“Dan Musa memilih tujuh puluh orang dari kaumnya untuk (memohonkan tobat kepada Kami) pada waktu yang telah Kami tentukan. Maka ketika mereka digoncang gempa bumi, Musa berkata: “Ya Tuhanku, kalau Engkau kehendaki, tentulah Engkau membinasakan mereka dan aku sebelum ini. Apakah Engkau membinasakan kami karena perbuatan orang-orang yang kurang akal di antara kami? Itu hanyalah cobaan dari Engkau, Engkau sesatkan dengan cobaan itu siapa yang Engkau kehendaki dan Engkau beri petunjuk kepada siapa yang Engkau kehendaki. Engkaulah Yang memimpin kami, maka ampunilah kami dan berilah kami rahmat dan Engkaulah Pemberi ampun yang sebaik-baiknya”.

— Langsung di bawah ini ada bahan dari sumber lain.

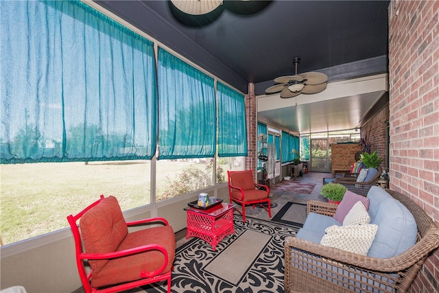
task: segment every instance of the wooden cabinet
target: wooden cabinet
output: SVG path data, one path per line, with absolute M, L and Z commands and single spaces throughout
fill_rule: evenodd
M 331 172 L 335 177 L 335 171 L 351 171 L 355 163 L 355 154 L 361 151 L 358 143 L 340 143 L 331 145 Z

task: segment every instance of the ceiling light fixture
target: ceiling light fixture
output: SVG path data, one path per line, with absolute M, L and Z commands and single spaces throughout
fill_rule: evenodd
M 171 0 L 177 8 L 191 15 L 211 12 L 222 4 L 222 0 Z
M 288 86 L 288 89 L 293 93 L 297 93 L 303 89 L 305 84 L 294 84 Z

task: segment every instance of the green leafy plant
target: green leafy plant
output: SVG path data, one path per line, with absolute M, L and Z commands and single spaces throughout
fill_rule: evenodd
M 377 155 L 377 151 L 375 150 L 372 154 L 367 152 L 361 154 L 359 155 L 359 161 L 363 162 L 367 168 L 377 168 L 383 161 L 383 159 Z
M 346 190 L 348 189 L 340 183 L 328 183 L 322 187 L 320 194 L 333 202 L 340 202 Z

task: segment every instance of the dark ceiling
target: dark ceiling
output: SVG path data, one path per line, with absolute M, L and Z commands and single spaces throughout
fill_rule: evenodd
M 294 75 L 296 56 L 298 73 L 324 72 L 329 83 L 387 72 L 390 1 L 224 1 L 180 21 L 168 1 L 95 2 L 245 93 Z

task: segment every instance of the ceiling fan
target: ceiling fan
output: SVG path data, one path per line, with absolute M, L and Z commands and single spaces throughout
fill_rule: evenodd
M 300 58 L 296 57 L 293 63 L 296 65 L 296 75 L 280 76 L 274 79 L 278 84 L 270 86 L 265 90 L 265 93 L 276 93 L 281 92 L 281 97 L 288 98 L 296 97 L 301 93 L 311 94 L 323 91 L 327 88 L 328 76 L 320 72 L 307 72 L 297 74 L 297 65 Z

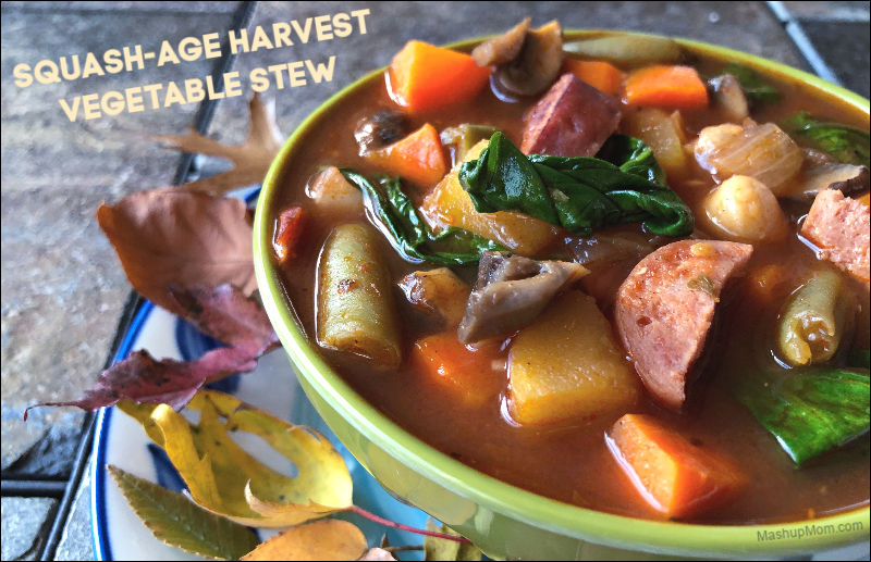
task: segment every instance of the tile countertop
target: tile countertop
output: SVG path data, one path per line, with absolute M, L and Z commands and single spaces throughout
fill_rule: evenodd
M 253 25 L 369 9 L 368 33 L 322 43 L 248 53 L 235 70 L 336 54 L 332 82 L 278 93 L 286 134 L 321 101 L 389 63 L 406 40 L 443 43 L 504 30 L 531 15 L 539 25 L 622 28 L 704 40 L 759 54 L 806 71 L 814 67 L 796 47 L 807 45 L 845 86 L 868 96 L 869 2 L 261 2 Z M 89 386 L 105 360 L 130 290 L 96 225 L 100 201 L 171 183 L 179 162 L 148 135 L 180 133 L 196 108 L 122 113 L 72 123 L 59 98 L 180 80 L 208 74 L 211 61 L 58 85 L 12 85 L 12 67 L 61 54 L 226 29 L 238 3 L 214 2 L 4 2 L 2 4 L 2 469 L 3 479 L 39 477 L 62 483 L 81 433 L 77 410 L 40 409 L 21 422 L 24 407 L 69 399 Z M 774 8 L 774 9 L 772 9 Z M 775 15 L 776 13 L 776 15 Z M 780 18 L 778 18 L 780 17 Z M 781 20 L 786 20 L 782 22 Z M 797 30 L 796 30 L 797 29 Z M 836 32 L 836 33 L 835 33 Z M 813 57 L 811 55 L 811 59 Z M 819 71 L 818 71 L 819 72 Z M 221 101 L 212 135 L 238 142 L 247 130 L 243 98 Z M 30 454 L 24 454 L 36 447 Z M 41 462 L 39 462 L 41 461 Z M 58 560 L 94 555 L 87 478 L 74 497 L 57 550 Z M 7 492 L 2 504 L 2 558 L 38 558 L 54 498 Z M 60 515 L 66 515 L 66 511 Z M 16 521 L 21 520 L 21 521 Z M 26 521 L 27 524 L 22 524 Z M 9 536 L 7 535 L 9 533 Z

“Dan tetapkanlah untuk kami kebajikan di dunia ini dan di akhirat; sesungguhnya kami kembali (bertobat) kepada Engkau. Allah berfirman: “Siksa-Ku akan Kutimpakan kepada siapa yang Aku kehendaki dan rahmat-Ku meliputi segala sesuatu. Maka akan Aku tetapkan rahmat-Ku untuk orang-orang yang bertakwa, yang menunaikan zakat dan orang-orang yang beriman kepada ayat-ayat Kami”. (QS. Al-A’raaf: 155-156)
**
Ada bermacam-macam riwayat mengenai sebab ditetapkannya waktu untuk bertemu Allah itu. Boleh jadi untuk menyatakan taubat dan memintakan ampunan bagi Bani Israil dari kekufuran dan dosa-dosa yang telah mereka lakukan.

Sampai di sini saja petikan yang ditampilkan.